Example number 1 is Knuckio. Based on the name, I think this is Knuckles in Super Mario Bros. Based on the visuals, I'm not so sure. Knuckles kinda looks like a dog to me. Yup, that's Clifford. Clifford the Big Red Dog is in the Mushroom Kingdom. And here's a tip for all you would-be hackers out there: change the text too. Look at the score. Mario has 6,150 points. How'd he get those points? I haven't even seen him anywhere in this game. And how many points does Clifford have?

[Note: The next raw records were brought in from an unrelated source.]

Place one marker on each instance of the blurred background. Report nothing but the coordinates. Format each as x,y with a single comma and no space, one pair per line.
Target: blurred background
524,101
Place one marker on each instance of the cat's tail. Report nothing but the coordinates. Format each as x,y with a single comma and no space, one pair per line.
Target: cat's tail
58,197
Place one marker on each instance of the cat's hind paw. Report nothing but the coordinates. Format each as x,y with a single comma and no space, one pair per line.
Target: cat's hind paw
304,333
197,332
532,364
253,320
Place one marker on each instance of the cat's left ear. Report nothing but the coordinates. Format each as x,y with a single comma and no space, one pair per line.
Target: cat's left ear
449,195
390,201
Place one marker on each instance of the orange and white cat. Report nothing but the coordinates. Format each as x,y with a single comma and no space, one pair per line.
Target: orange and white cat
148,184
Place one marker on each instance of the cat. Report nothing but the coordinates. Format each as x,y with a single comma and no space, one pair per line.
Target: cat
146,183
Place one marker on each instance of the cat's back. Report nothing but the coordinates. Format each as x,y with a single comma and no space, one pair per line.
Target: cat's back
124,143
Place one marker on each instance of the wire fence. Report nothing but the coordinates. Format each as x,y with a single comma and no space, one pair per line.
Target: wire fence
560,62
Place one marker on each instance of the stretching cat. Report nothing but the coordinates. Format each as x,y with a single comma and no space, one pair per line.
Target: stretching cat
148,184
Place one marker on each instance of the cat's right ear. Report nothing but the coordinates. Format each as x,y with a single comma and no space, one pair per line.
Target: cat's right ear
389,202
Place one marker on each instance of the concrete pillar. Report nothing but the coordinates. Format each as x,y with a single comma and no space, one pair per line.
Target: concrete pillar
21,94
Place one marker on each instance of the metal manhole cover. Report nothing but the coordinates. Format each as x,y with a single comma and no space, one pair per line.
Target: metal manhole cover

Open your eyes, Toad. That's not Mario. It's Clifford. I know they're both red, but they look nothing alike. Mario is a plumber. Clifford is a Big Red Dog. Not as big as you right now. But just wait. Next level he'll find a power-up. While he's doing that, maybe you can do something useful for once and figure out which castle the princess is actually in.

Speaking of power-ups, what the hell is this thing? Flaming toaster? Box of Kleenex? It replaces the flower. I never understood how eating a flower would give you the ability to shoot fireballs anyway, so I guess a flaming toaster is actually an improvement. That's one point for you, lazy hacker! Now do us all a favor and quit.